Before you read the poem, study the dialogue card to find out what the expression means. Then give three examples of situations where the idiom could be used.

Elephant in the Room

It isn't what's said, it's what's not said
What says it all.

The day you brought it home
I'll never forget.
It was only seven foot tall then.
An elephant! I said.
Put it in the back yard.
Fine,
you said. Fine!
And disgruntled
Tied it to the washing line

As you slept I'd pull back the curtains
Stand by the window and watch it.
A dark shadow. An iceberg. A hump filled the back yard,
Rising and falling with each deep gentle snore.

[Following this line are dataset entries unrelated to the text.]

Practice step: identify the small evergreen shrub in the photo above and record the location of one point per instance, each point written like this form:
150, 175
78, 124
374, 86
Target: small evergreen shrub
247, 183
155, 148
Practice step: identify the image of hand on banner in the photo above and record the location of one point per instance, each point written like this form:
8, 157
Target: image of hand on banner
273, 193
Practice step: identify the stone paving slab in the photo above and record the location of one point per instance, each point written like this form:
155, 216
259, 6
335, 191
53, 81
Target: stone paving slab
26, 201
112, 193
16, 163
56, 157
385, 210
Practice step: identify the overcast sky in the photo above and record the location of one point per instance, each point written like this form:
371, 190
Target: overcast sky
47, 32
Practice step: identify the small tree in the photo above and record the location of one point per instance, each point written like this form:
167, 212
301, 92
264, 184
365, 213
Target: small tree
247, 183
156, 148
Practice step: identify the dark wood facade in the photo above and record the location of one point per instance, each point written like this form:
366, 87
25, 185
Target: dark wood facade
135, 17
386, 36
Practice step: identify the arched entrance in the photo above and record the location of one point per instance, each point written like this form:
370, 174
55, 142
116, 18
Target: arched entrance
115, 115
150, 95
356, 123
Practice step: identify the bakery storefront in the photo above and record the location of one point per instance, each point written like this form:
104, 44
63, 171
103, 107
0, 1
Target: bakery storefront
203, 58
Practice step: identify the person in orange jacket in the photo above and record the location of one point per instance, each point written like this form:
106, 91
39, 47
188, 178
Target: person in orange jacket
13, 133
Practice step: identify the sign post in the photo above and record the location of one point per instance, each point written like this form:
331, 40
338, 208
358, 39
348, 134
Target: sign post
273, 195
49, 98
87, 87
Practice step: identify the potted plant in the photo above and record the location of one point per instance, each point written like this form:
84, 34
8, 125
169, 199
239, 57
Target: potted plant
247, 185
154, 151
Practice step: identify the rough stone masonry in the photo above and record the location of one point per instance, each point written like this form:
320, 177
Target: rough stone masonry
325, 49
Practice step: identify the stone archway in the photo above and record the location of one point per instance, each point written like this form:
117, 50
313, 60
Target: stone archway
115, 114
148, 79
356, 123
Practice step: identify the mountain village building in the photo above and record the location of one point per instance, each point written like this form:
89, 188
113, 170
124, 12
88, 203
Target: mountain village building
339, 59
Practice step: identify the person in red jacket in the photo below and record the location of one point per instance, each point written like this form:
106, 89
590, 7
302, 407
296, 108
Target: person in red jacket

Breakfasts were never the same again.
The elephant took up all the space
And had no table manners whatsoever.
Although it was useful for the washing-up.
Whenever I broached the subject
You'd rant and rave and fume,
Say I was going crazy, There is no elephant in the room.

But the saddest thing is not the crockery it smashed
Nor the walls it demolished, of our past.
It wasn't the footsteps stamped all over our home.
The cracked floorboards or its wont to roam.
It was the lie established after I said It's there.
For years you looked at me and said, Where, dear, where?